The original model also tracks \(I_{si}\), however, the model can be simplified by tracking the total proportion of infected nodes \(I = \sum _{s,i} I_{si}\) (see, e.g., Kiss et al. (2017)).

This model’s disease threshold condition, i.e. the requirement for an epidemic to occur, is that the basic reproduction number \({\mathcal {R}}_0> 1\), where

$$\begin{aligned} {\mathcal {R}}_0= \frac{\beta }{\beta +\gamma }\frac{ \langle k(k-1) \rangle }{\langle k \rangle }. \end{aligned}$$
(2)

Note that \(\langle k(k-1) \rangle / \langle k \rangle \) is the average excess degree of a node, i.e., if an edge is chosen at random and followed to a node, this is the average number of remaining edges leaving that node. Considering the disease just begins to spread in a completely susceptible population. An infectious node must be infected by a neighbor, while all the other neighbors are still susceptible. Thus, the number of neighbors that are subject to infection is the effective degree of the newly infected node. Each node may be infected independently with the probability \(\frac{\beta }{\beta +\gamma }\) (that transmission happens before the infectious node recovers). Thus, the basic reproduction number is the average number of secondary infections caused by an infectious individual in a fully susceptible population. The disease free equilibrium is unstable if \({\mathcal {R}}_0>1\), and asymptotically stable if \({\mathcal {R}}_0<1\).

Remark 1

If \(\sum _{s, i}sS_{si} = 0\) then the third term in (1a) is undefined. However, notice that this implies \(S_{si} = 0\) for all \(s \ge 1\), which corresponds to a network in which no susceptible node has susceptible neighbours. The third term in (1a) defines the state transition due to the infection of a neighbour, but this cannot occur if all nodes have no susceptible neighbours. Thus define \(\sum _{s, i } si S_{si}/\sum _{s, i}sS_{si} = 0\) if \(\sum _{s, i}sS_{si} = 0\).

3 Generating function approach

We notice that the form of \({\mathcal {R}}_0\) presents no problem for an infinite dimensional degree distribution as long as the mean and variance are well defined, e.g. Poisson. The effective degree model presented above calculates \({\mathcal {R}}_0\) using a next-generation matrix method (van den Driessche and Watmough 2002) for finite dimensional systems. Hence, a different approach is required to extend the effective degree SIR model to infinite dimensional systems. In the next section, we present a generating function approach to do just this.

3.1 Model formulation

Given a sequence \(\{S_{si}\}\), define the associated generating function \(S: [0,1]^2 \rightarrow {\mathbb {R}}\)

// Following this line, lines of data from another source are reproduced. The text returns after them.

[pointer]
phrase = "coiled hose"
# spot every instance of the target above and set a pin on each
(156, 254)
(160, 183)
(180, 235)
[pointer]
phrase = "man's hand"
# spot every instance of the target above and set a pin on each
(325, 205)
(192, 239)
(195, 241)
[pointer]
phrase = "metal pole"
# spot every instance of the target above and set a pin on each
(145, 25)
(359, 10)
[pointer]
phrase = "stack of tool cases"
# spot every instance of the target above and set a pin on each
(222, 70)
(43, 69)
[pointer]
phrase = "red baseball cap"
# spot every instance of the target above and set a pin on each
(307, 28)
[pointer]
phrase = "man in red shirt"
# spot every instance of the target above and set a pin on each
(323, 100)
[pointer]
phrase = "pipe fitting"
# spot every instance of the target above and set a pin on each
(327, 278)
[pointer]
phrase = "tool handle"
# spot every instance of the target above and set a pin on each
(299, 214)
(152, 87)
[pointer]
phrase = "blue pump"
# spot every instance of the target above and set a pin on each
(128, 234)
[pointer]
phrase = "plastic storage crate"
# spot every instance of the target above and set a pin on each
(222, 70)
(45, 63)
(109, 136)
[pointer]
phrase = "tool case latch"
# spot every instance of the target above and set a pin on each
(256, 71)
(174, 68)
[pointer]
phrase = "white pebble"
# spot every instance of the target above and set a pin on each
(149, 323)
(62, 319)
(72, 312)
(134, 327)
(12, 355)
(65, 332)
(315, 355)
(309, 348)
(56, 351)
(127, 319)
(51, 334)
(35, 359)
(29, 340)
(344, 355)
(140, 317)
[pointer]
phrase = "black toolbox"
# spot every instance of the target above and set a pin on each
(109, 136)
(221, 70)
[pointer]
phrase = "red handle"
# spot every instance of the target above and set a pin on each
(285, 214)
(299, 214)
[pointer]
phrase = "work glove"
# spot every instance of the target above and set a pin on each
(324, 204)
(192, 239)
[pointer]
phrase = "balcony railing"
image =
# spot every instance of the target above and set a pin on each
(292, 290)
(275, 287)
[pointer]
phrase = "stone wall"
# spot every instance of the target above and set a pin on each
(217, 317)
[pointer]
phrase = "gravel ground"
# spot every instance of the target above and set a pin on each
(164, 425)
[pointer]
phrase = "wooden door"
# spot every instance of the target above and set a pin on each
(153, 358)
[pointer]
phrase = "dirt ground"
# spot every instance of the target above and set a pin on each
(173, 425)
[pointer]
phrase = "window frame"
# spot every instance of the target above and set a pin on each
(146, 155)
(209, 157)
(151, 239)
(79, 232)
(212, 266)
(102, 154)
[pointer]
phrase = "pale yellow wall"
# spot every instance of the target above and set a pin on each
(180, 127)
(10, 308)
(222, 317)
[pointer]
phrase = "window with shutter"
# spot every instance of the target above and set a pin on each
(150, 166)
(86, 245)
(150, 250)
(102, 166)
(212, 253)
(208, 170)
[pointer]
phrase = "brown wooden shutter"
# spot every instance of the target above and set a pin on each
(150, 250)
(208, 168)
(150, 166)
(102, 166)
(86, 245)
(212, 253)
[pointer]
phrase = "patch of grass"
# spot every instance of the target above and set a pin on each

$$\begin{aligned} S(x,y) = \sum _{s \ge 0, i \ge 0} x^s y^i S_{si}. \end{aligned}$$
(3)

For the solution \(S_{si}(t)\) to (1a), we derive a PDE by taking a derivative with respect to time of (3), and substituting (1a) for \(\dot{S}_{si}\)

$$\begin{aligned} S_t ={}&\sum _{s ,i} x^s y^i \dot{S}_{si} \end{aligned}$$
(4)
$$\begin{aligned} ={}&-\beta \sum _{s,i} x^s y^i i S_{si} + \gamma \sum _{s,i} x^s y^i[(i+1)S_{s,i+1}-iS_{si}] \nonumber \\&+ \frac{\sum _{s,i}\beta si S_{si}}{\sum _{s,i}sS_{si}}\sum _{s,i} x^s y^i [(s+1)S_{s+1,i-1} -sS_{si}]. \end{aligned}$$
(5)

Notice that by taking derivatives in x and y of (3), e.g.

$$\begin{aligned} S_x = \sum _{s,i} x^{s-1} y^i s S_{si}, \end{aligned}$$
(6)

and shifting indices, we arrive at the PDE formulation of the effective degree model

$$\begin{aligned} S_t = -(\beta +\gamma )\left( y-\frac{\gamma }{\beta +\gamma }\right) S_y + \frac{S_{xy}(t,1,1)}{S_x(t,1,1)}\beta (y-x)S_x. \end{aligned}$$
(7)

We only consider the case where initially \(S_{xy}(0,1,1) / S_x(0,1,1)\) is well-defined and non-zero, as this is the more interesting non-linear case. If this value is zero, then Equation (7) can be simply analyzed (please see Remark 1).

Remark 2

In Sect. 4.1, it will be shown that the characteristic curves flow out of the unit square. It is this property that allows the problem to be well-posed whilst not having boundary conditions.

Definition 1

A solution of (7) is biologically relevant if it is a power series with non-negative coefficients \(S_{si}\).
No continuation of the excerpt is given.